U n dibattito che sta diventando uno psicodramma, in Francia. Il progetto del ministro socialista dell'Educazione Vincent Peillon, introdurre corsi di «morale laica» nelle scuole, scatena tutti gli irrisolti d'Oltralpe, in tema di rapporto tra Stato e cittadino. La miccia è stata accesa da Peillon il 29 agosto, durante la conferenza di rito per la riapertura delle scuole, in cui ha sbandierato l'intenzione dall'anno prossimo di «insegnare la morale laica dalla più giovane età fino al liceo» (già evocata l'11 luglio, davanti alla Commissione affari culturali dell'Assemblea Nazionale). Ma è in un'intervista al Journal du Dimanche, uscita domenica scorsa, che ha sviscerato pienamente l'idea. E non si può dire che ci abbia girato intorno: «Io mi auguro per la scuola francese un insegnamento che inculchi -letterale, ndr- agli allievi delle nozioni di morale universale, fondata sulle idee di umanità e di ragione». Questo perché la Repubblica cova, in sé, «un'esigenza di ragione e di giustizia».
D'altronde, «se la Repubblica non dice qual è la sua visione di ciò che sono i valori e le virtù, altri lo faranno al suo posto». Per esempio, gli individui e le famiglie, ha fatto notare il suo predecessore, Luc Chatel, che su Twitter ha postato un paragone tra la trovata del collega e la concezione di scuola che aveva il maresciallo Pétain.
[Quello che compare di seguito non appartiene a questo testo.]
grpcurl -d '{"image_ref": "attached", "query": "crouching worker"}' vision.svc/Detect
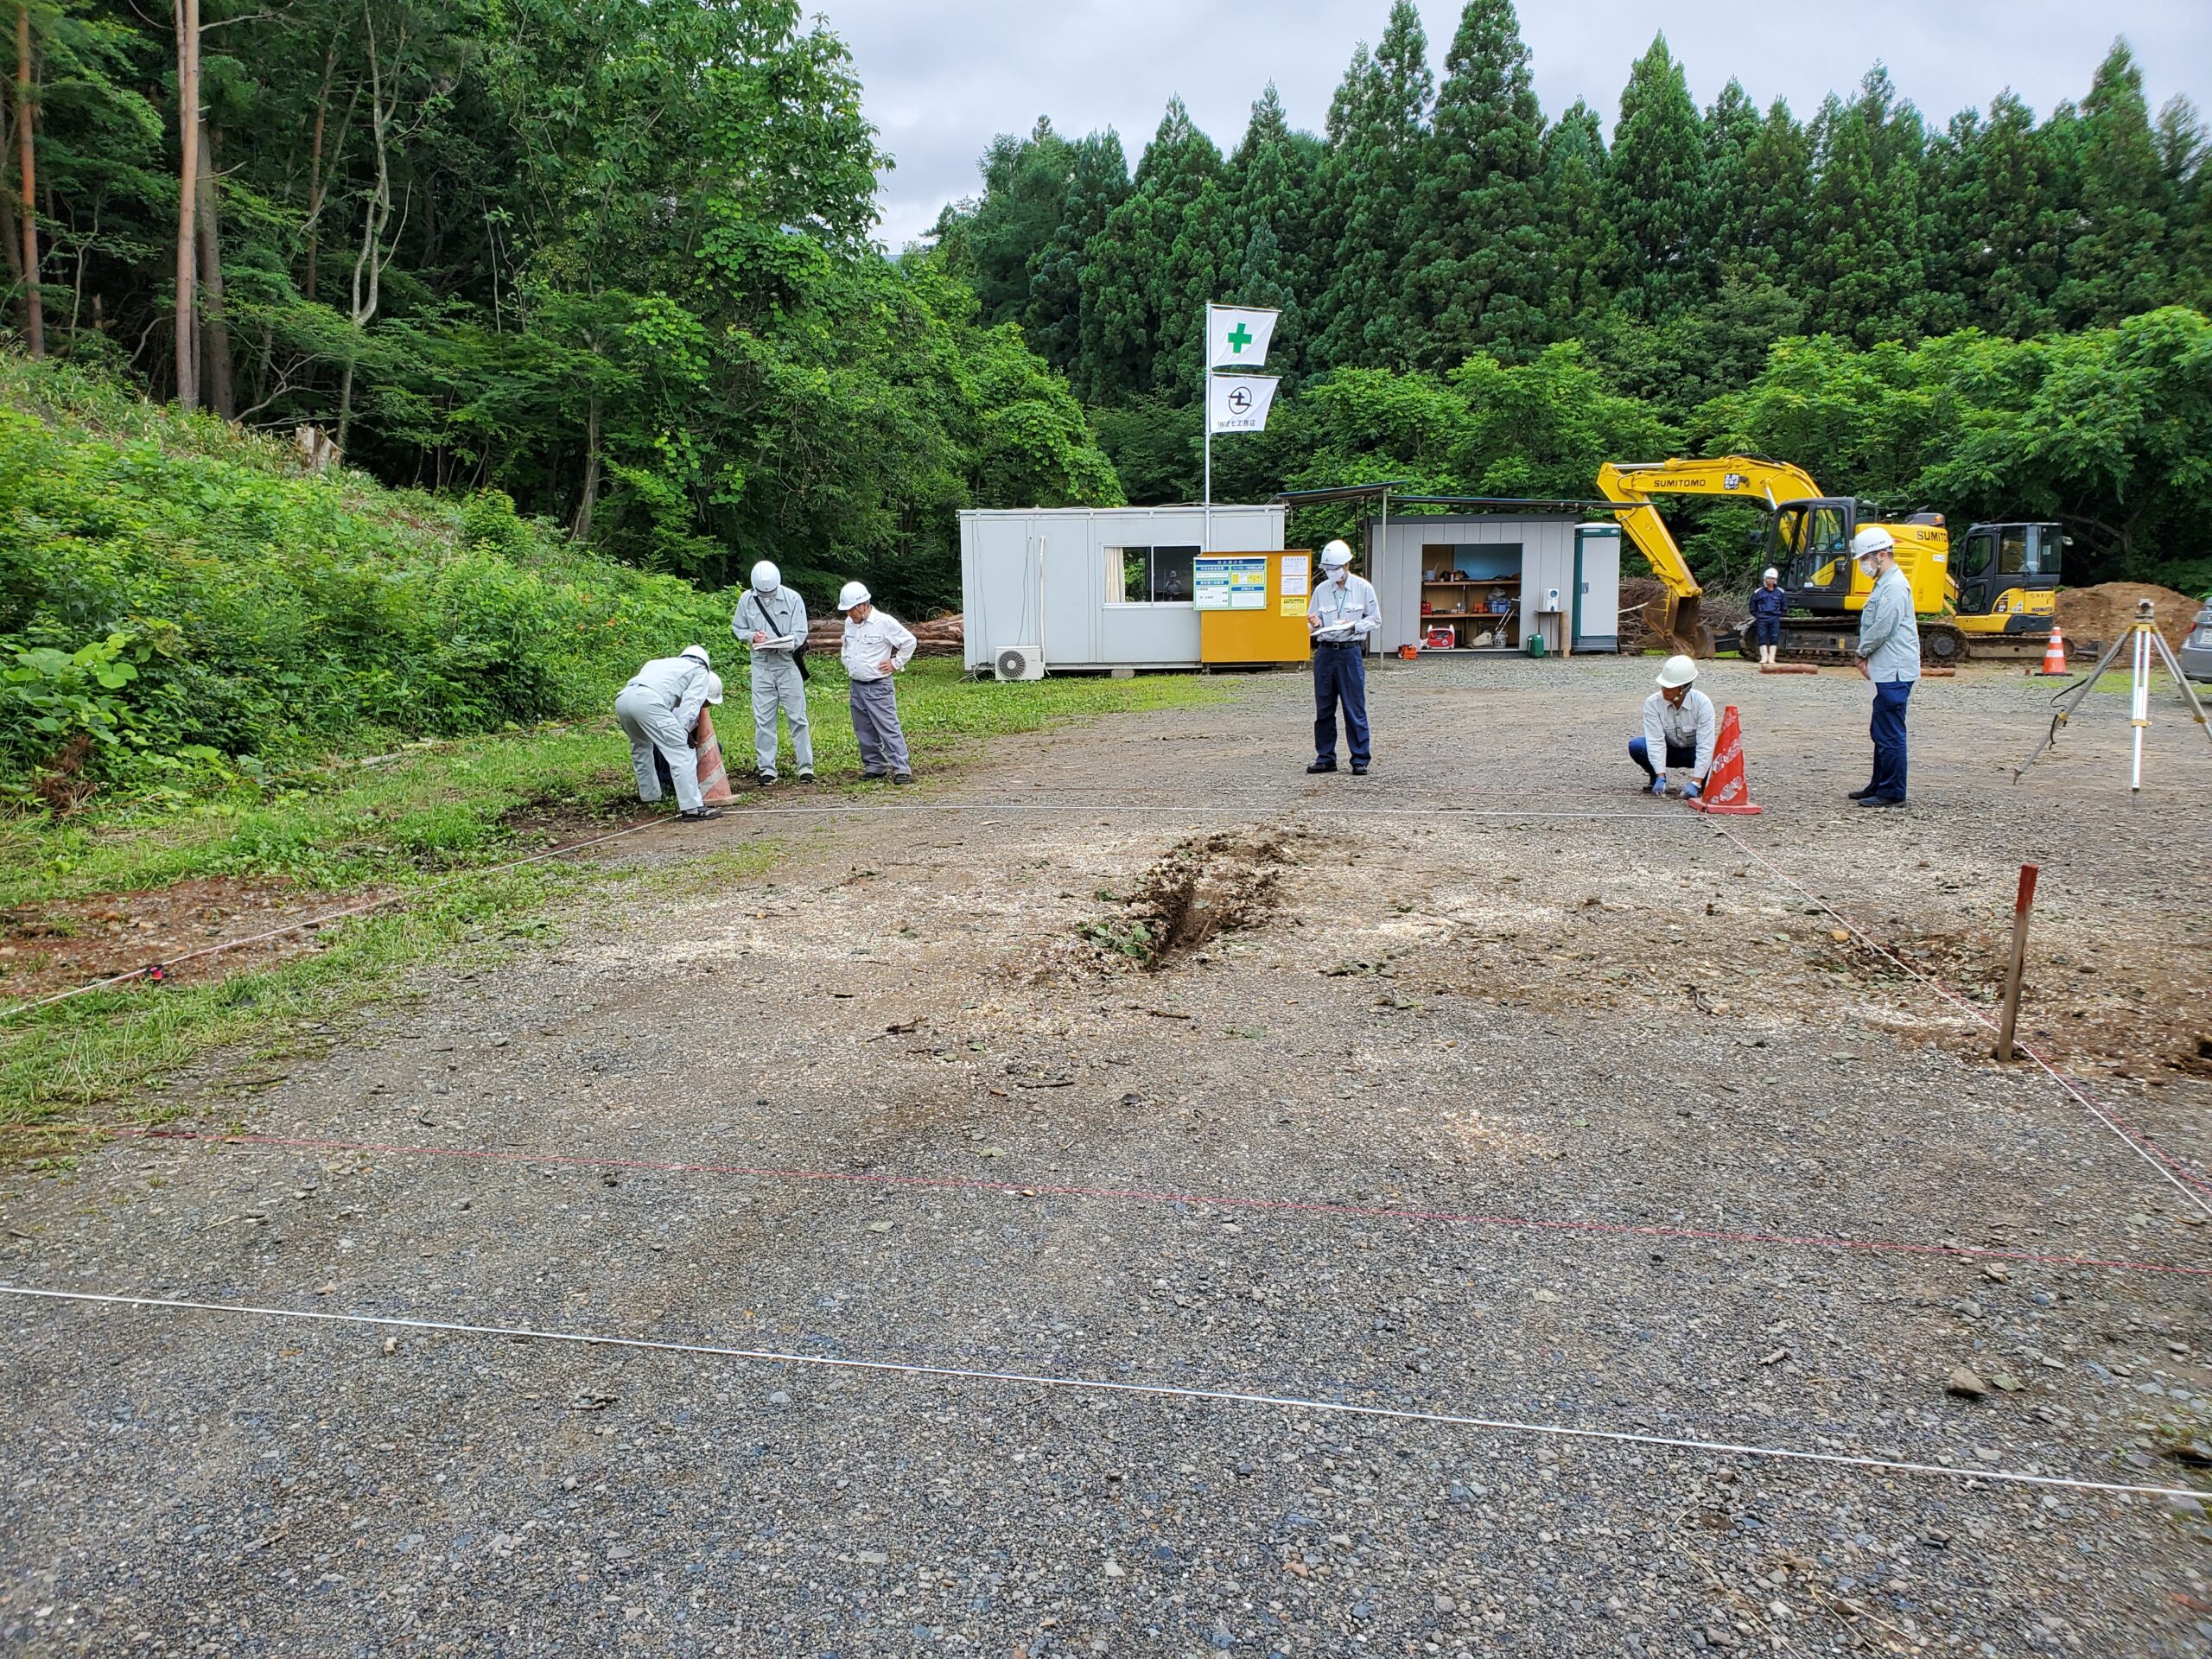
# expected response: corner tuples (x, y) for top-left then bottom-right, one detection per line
(837, 582), (917, 784)
(1630, 653), (1716, 799)
(613, 644), (726, 821)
I contenuti specifici dell'ora di morale repubblicana, per il ministro, dovranno svariare dall'educazione sessuale alla cultura dell'immigrazione a quella dell'ambiente, e dovranno essere valutati come accade per qualunque altra materia. Solo così, si può perseguire la «costruzione del cittadino» sui banchi di scuola. L'idea è stata attaccata frontalmente da Le Figaro, giornale di riferimento per l'opinione liberalconservatrice, la cui editorialista Chantal Delsol ha ricordato che «in un Paese libero, l'educazione morale è responsabilità delle famiglie».